Cuando se dio cuenta de que Dylan no estaba fanfarroneando, Chloe se derrumbó, pero su agarre de la mano de Morse solo se hizo más fuerte.
Por un lado estaba su familia de sangre; por el otro, el hombre al que amaba.
No le importaba el dinero ni el apellido, lo que no podía soportar perder era a su familia.
¿Cómo iba a elegir entre las dos personas que más quería?
Morse vio el tormento en sus ojos. Extendió la mano, le secó las lágrimas y le dedicó una sonrisa triste. —Chloe… elige a tu familia.
Luego se volvió hacia Dylan. «Olvida todo lo que hemos hablado. Me iré. Me marcharé al extranjero. No volverás a verme».
Como Chloe no podía elegir, él eligió por ella. Estaría mejor con su familia que con él. Y pedirle que se alejara de ellos la habría destrozado.

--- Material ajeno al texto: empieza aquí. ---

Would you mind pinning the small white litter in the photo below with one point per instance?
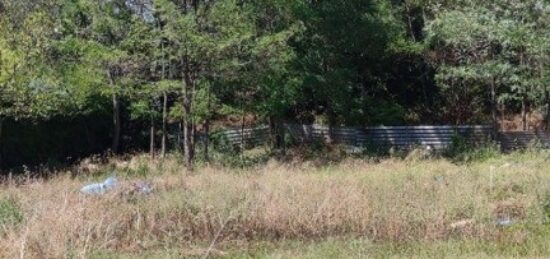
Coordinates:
(99, 188)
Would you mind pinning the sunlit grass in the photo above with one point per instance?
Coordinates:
(393, 208)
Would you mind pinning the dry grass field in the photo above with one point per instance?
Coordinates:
(390, 208)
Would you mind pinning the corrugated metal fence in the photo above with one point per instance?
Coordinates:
(437, 137)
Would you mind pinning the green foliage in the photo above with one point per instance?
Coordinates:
(10, 213)
(461, 150)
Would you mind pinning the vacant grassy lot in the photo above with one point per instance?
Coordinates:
(393, 208)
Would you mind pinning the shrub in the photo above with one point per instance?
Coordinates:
(10, 213)
(462, 150)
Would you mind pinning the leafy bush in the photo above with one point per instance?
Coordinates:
(10, 213)
(462, 150)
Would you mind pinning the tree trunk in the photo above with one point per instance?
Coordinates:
(152, 139)
(206, 140)
(116, 116)
(242, 134)
(188, 132)
(116, 124)
(164, 123)
(547, 109)
(1, 143)
(494, 112)
(331, 122)
(524, 112)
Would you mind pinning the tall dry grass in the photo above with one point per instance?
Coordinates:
(394, 200)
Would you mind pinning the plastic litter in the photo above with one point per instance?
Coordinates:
(144, 187)
(100, 188)
(504, 222)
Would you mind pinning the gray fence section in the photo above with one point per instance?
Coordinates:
(437, 137)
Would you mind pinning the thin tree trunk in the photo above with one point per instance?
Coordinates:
(494, 112)
(1, 143)
(116, 115)
(188, 121)
(164, 123)
(116, 124)
(547, 109)
(206, 139)
(152, 139)
(524, 112)
(242, 134)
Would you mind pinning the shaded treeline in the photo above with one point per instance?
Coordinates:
(143, 66)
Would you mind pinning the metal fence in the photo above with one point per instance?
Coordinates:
(437, 137)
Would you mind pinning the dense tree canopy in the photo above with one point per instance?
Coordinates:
(143, 63)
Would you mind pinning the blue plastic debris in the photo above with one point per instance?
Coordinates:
(504, 222)
(100, 188)
(144, 187)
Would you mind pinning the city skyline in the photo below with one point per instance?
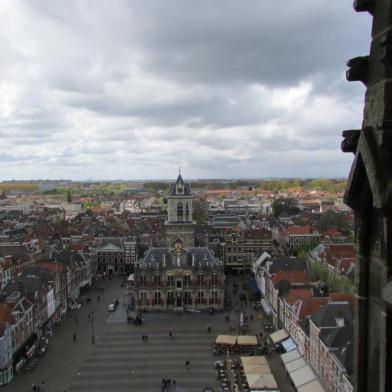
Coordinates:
(131, 90)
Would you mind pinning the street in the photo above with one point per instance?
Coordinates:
(120, 361)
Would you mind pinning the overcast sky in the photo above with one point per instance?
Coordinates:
(133, 89)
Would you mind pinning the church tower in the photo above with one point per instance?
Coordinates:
(180, 224)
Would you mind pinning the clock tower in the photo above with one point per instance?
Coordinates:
(180, 225)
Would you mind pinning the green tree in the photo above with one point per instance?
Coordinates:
(68, 196)
(200, 211)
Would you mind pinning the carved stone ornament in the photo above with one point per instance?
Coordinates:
(387, 292)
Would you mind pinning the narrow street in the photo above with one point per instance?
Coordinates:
(120, 361)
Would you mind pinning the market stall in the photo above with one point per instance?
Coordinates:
(312, 386)
(226, 340)
(247, 343)
(261, 382)
(288, 345)
(302, 376)
(278, 336)
(256, 360)
(290, 356)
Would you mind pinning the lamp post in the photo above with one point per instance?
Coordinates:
(92, 329)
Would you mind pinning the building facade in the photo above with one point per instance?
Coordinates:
(180, 276)
(180, 223)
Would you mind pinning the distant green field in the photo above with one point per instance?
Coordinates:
(17, 186)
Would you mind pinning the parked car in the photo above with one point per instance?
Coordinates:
(113, 305)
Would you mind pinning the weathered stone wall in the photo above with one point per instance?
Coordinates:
(369, 193)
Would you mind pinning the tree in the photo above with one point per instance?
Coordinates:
(68, 196)
(200, 211)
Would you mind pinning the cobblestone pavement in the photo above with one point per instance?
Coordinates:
(119, 360)
(255, 327)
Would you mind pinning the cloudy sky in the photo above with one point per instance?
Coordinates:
(132, 89)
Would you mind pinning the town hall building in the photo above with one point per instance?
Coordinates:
(179, 276)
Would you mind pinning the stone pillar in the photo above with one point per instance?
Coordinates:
(369, 193)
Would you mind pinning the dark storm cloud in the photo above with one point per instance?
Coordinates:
(95, 88)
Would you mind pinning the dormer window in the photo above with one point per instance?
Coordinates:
(339, 322)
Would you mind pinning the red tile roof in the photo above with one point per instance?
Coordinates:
(296, 294)
(308, 306)
(291, 276)
(343, 297)
(299, 230)
(5, 314)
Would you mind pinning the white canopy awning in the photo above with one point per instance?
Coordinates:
(255, 360)
(302, 376)
(294, 365)
(313, 386)
(227, 340)
(278, 336)
(291, 356)
(247, 340)
(266, 306)
(289, 345)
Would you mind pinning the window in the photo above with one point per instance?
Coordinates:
(157, 280)
(157, 298)
(170, 281)
(200, 297)
(188, 298)
(214, 297)
(187, 280)
(170, 298)
(143, 297)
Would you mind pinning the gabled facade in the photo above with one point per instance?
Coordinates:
(180, 223)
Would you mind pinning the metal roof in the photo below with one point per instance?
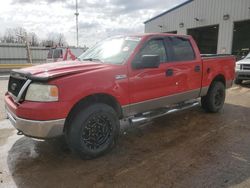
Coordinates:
(169, 10)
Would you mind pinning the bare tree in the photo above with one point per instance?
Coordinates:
(33, 39)
(9, 36)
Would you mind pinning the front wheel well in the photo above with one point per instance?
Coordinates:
(91, 99)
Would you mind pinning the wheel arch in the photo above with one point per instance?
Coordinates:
(91, 99)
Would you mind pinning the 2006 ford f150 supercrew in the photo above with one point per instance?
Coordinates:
(135, 78)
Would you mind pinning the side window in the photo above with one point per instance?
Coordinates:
(181, 49)
(154, 47)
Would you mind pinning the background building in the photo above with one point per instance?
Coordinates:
(218, 26)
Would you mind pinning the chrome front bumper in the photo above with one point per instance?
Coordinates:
(37, 129)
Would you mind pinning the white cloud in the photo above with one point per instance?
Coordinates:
(97, 19)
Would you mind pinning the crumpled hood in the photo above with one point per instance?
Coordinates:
(243, 61)
(48, 71)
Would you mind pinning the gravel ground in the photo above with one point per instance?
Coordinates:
(187, 149)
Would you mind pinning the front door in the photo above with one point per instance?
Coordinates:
(149, 86)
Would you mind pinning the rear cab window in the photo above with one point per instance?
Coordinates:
(153, 47)
(180, 49)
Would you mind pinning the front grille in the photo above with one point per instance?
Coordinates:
(246, 67)
(15, 85)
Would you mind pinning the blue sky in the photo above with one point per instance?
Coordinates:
(98, 19)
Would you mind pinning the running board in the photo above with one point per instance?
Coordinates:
(148, 116)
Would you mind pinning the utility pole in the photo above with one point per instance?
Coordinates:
(77, 14)
(25, 38)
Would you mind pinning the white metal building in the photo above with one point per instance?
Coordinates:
(218, 26)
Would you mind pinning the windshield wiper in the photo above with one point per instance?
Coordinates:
(92, 59)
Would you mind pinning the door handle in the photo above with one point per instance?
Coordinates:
(169, 72)
(197, 68)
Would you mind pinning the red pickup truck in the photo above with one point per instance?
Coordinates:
(133, 78)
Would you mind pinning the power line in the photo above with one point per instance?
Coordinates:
(77, 14)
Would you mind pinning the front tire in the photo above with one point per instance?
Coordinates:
(93, 131)
(215, 98)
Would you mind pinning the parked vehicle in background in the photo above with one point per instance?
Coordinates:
(242, 70)
(134, 78)
(62, 54)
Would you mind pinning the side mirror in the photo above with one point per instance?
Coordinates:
(148, 61)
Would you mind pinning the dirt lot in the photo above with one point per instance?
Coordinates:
(186, 149)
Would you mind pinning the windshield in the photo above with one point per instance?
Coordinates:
(113, 50)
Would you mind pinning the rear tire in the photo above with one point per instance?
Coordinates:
(93, 131)
(215, 98)
(238, 81)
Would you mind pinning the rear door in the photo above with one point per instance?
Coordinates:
(149, 87)
(186, 67)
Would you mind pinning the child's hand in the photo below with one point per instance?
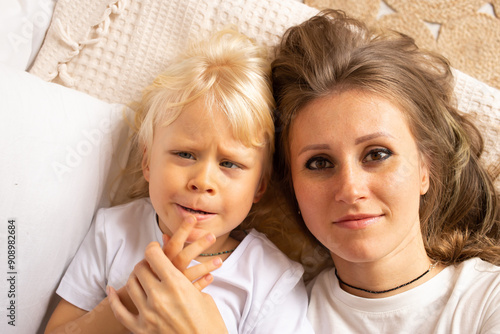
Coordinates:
(181, 256)
(164, 296)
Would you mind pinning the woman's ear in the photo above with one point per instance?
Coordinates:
(424, 177)
(261, 189)
(145, 165)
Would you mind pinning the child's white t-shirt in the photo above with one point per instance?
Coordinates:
(257, 290)
(463, 299)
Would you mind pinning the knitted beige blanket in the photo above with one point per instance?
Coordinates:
(467, 32)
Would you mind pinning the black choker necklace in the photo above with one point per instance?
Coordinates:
(388, 290)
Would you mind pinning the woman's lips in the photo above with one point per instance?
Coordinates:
(357, 222)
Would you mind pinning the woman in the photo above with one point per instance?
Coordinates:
(385, 173)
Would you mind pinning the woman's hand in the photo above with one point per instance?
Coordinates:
(162, 290)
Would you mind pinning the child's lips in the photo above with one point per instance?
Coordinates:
(198, 213)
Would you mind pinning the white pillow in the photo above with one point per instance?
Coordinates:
(61, 151)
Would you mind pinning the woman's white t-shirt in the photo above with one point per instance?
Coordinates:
(462, 299)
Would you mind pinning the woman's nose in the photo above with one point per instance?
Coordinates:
(349, 184)
(203, 178)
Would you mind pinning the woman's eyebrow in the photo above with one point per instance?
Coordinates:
(314, 147)
(372, 136)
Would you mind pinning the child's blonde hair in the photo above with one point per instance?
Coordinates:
(232, 74)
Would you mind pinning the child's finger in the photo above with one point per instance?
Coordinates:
(203, 282)
(121, 313)
(202, 269)
(182, 260)
(176, 242)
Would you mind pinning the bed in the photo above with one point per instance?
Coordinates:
(67, 71)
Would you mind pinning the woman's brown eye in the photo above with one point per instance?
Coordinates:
(318, 163)
(378, 155)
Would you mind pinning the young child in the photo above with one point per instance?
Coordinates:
(206, 136)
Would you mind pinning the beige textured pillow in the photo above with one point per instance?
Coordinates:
(112, 49)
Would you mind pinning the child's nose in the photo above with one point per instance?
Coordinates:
(203, 179)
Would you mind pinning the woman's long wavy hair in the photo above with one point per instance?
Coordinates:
(331, 53)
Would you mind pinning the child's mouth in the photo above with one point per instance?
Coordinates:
(199, 212)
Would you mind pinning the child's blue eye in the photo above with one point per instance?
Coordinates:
(318, 163)
(185, 155)
(228, 164)
(378, 154)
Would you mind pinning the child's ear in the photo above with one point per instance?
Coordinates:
(424, 175)
(260, 191)
(145, 165)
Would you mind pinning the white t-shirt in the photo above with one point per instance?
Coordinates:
(463, 299)
(257, 290)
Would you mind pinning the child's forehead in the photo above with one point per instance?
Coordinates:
(200, 116)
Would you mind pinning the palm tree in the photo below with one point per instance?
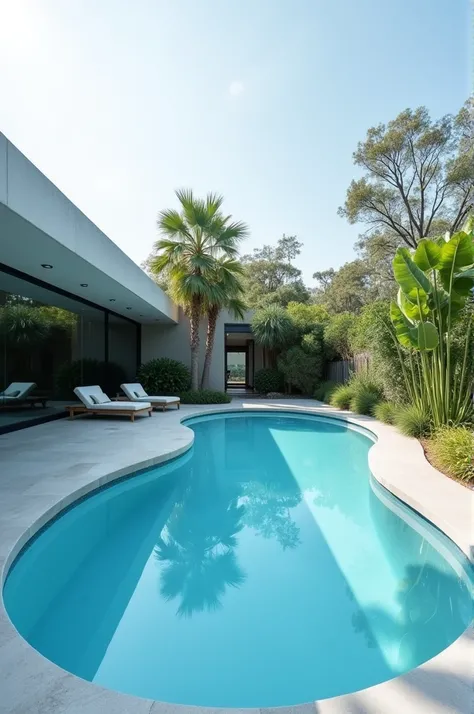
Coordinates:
(193, 239)
(273, 329)
(227, 273)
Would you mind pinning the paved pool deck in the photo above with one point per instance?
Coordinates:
(47, 467)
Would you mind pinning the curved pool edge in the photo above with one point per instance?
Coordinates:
(441, 685)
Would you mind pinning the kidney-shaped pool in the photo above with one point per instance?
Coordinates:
(263, 568)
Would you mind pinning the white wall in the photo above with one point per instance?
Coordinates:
(55, 231)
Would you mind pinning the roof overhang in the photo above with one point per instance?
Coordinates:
(40, 226)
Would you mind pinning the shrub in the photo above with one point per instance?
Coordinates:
(385, 412)
(413, 420)
(268, 380)
(341, 396)
(205, 396)
(164, 376)
(108, 375)
(324, 391)
(364, 401)
(302, 369)
(337, 335)
(452, 450)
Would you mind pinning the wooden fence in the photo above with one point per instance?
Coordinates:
(342, 370)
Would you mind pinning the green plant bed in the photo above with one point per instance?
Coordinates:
(324, 391)
(164, 377)
(205, 396)
(364, 401)
(268, 380)
(413, 420)
(451, 450)
(385, 412)
(341, 396)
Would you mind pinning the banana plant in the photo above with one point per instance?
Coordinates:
(435, 282)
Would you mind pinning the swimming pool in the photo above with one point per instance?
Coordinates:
(263, 568)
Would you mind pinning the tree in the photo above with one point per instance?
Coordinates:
(273, 328)
(417, 172)
(193, 239)
(227, 276)
(344, 290)
(337, 335)
(270, 276)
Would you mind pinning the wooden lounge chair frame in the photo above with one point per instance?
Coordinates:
(77, 409)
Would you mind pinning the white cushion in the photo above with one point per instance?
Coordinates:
(134, 391)
(163, 400)
(85, 394)
(131, 406)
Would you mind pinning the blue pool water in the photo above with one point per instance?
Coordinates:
(263, 568)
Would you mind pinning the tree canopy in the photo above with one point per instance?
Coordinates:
(417, 173)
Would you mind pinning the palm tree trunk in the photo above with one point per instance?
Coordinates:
(212, 316)
(195, 319)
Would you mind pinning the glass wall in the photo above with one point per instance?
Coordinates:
(49, 344)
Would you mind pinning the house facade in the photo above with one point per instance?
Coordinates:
(69, 298)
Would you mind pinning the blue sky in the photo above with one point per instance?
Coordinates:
(264, 101)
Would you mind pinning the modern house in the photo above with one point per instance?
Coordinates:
(53, 256)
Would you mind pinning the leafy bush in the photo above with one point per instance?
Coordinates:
(341, 396)
(108, 375)
(385, 412)
(324, 391)
(268, 380)
(164, 377)
(366, 382)
(205, 396)
(413, 420)
(452, 450)
(337, 335)
(302, 369)
(364, 401)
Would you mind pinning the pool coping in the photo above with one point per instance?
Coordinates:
(443, 684)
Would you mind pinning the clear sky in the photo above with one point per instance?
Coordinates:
(119, 102)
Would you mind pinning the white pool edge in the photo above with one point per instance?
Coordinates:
(441, 685)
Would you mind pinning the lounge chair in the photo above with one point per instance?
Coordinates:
(16, 393)
(136, 393)
(94, 401)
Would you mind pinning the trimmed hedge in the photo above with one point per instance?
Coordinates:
(324, 391)
(205, 396)
(268, 380)
(164, 377)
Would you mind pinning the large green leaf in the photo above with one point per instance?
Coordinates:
(457, 253)
(412, 310)
(468, 227)
(427, 336)
(427, 255)
(409, 276)
(406, 333)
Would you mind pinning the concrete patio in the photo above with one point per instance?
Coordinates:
(47, 467)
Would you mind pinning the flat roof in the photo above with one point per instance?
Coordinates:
(40, 226)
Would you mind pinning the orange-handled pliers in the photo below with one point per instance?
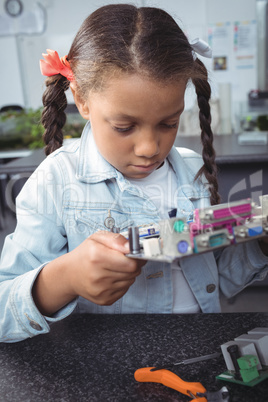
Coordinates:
(171, 380)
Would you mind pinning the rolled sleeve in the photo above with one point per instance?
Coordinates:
(23, 319)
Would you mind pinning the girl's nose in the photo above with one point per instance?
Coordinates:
(147, 145)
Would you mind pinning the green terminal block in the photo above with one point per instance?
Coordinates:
(248, 367)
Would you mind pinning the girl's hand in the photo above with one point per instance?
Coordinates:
(97, 270)
(101, 271)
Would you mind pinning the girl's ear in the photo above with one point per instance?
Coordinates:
(81, 105)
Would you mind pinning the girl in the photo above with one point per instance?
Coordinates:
(128, 69)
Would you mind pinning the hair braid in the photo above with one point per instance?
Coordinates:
(209, 169)
(53, 115)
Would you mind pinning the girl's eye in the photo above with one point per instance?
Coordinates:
(122, 129)
(170, 125)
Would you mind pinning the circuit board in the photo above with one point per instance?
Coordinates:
(212, 228)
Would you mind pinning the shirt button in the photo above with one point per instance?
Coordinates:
(211, 287)
(35, 325)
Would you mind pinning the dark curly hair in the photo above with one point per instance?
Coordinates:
(124, 38)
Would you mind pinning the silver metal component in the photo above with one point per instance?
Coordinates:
(134, 239)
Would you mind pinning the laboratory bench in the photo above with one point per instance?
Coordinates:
(93, 358)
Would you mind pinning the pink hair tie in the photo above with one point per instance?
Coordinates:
(53, 65)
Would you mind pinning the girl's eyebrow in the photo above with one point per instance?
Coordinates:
(129, 117)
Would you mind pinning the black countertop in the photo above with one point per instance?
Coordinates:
(94, 357)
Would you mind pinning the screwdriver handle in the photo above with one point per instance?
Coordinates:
(170, 380)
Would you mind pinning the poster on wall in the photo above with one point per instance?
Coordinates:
(220, 40)
(234, 52)
(245, 49)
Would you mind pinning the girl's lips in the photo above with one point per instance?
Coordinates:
(146, 168)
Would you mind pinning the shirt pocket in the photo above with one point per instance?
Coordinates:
(95, 216)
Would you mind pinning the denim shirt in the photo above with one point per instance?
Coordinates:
(68, 198)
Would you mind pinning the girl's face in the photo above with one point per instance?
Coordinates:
(135, 121)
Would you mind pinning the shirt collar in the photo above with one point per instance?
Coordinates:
(92, 167)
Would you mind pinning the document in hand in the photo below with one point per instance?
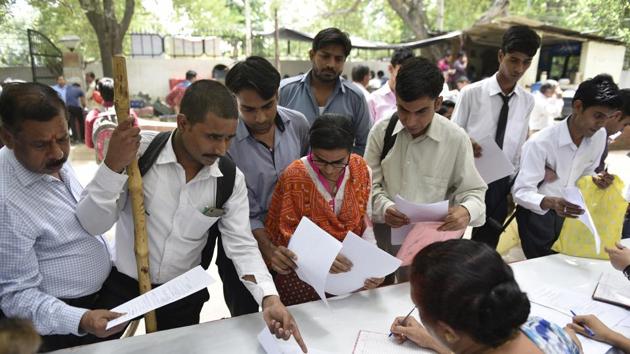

«Más te vale cumplirlo», dijo Dylan con voz gélida.
—¡Lo haré! —dijo Morse, tratando de alejarse, pero Chloe no lo soltaba. Su agarre era desesperado.
—¡No! ¡No estoy de acuerdo! —gritó Chloe, con la voz temblorosa por la angustia—. ¡Tú no eres yo! ¿Quién te ha dado derecho a decidir por mí? ¡Morse, me mentiste! Me prometiste que, pasara lo que pasara, lo afrontaríamos juntos. ¿Y ahora? ¿Vas a huir y dejarme completamente sola?
—Chloe… —murmuró Morse, con el rostro contraído por el dolor—. Si quedarte conmigo significa que perderás a tu familia… No soporto verte sufrir así.
—¿De verdad crees que dejarte atrás me haría feliz? —replicó Chloe, golpeándole el pecho como si intentara hacerle entrar en razón.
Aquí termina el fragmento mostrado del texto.